P000227R1
Robust Symmetry Detection for 2D Shapes based on Electrical Charge Distribution
*Zhiyang Li (College of Information Science and Technology, Dalian Maritime University)
Wenyu Qu (College of Information Science and Technology, Dalian Maritime University)
Yujie Xu (College of Information Science and Technology, Dalian Maritime University)
Heng Qi (School of Computer Science and Technology, Dalian University of Technology)
Junjie Cao (School of Mathematical Sciences, Dalian University of Technology)

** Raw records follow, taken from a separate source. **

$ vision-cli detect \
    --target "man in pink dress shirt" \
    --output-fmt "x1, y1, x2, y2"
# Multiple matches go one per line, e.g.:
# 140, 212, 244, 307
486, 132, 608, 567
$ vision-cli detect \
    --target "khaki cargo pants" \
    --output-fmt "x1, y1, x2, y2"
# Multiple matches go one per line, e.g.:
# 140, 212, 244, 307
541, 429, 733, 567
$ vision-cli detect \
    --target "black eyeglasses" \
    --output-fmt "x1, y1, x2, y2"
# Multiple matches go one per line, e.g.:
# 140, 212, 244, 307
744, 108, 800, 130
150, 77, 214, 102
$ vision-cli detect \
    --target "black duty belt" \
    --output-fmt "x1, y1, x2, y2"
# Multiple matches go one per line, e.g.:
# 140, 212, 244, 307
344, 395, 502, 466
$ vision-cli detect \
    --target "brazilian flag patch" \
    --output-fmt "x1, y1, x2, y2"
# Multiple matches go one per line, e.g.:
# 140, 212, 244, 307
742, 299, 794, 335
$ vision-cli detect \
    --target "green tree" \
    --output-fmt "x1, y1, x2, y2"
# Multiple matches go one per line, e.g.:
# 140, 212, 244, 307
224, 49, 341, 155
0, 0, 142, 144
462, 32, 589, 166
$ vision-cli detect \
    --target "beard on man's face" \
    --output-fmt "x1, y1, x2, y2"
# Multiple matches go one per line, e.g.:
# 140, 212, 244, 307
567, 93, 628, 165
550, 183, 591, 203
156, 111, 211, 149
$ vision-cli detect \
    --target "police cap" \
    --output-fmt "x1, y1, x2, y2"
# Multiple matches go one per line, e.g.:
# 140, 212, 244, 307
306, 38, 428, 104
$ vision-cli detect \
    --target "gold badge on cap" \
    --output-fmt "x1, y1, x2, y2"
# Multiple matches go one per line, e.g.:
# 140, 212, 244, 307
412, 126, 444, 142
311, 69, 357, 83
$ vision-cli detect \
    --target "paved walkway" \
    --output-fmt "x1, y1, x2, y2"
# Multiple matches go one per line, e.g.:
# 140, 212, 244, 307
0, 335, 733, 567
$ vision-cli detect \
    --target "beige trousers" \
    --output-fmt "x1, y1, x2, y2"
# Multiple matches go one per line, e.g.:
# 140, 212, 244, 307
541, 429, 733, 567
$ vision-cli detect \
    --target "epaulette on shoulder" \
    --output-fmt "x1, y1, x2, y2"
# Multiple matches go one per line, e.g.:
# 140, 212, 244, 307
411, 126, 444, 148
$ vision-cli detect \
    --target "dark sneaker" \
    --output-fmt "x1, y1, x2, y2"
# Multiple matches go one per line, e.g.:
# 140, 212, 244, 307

Shape symmetry detection plays a crucial role in human recognition tasks. Although a variety of symmetry detection methods for two dimensional shape have been proposed in the literature, there is still a need for a robust and versatile method to detect varied forms of symmetries, such as extrinsic vs. intrinsic symmetry, and global vs. local symmetry. To address this issue, we present an effective symmetry detection method based on the electrical charge distribution on the shape (ECDS). The motivation is that electrical charge distribution will exhibit some symmetries if the shape possesses symmetries. Upon obtaining ECDS, the problem of detecting symmetry in the shape is transformed as a problem of detecting horizontal and vertical lines in a local similarity matrix. This strategy make our algorithm more flexible and feasible. The algorithm is able to detect not only the extrinsic and intrinsic symmetry, but also all the local reflectional symmetry. Extensive experiments have been done on both partially symmetric and symmetric shape, demonstrating the robustness and effectiveness of our symmetry detection method.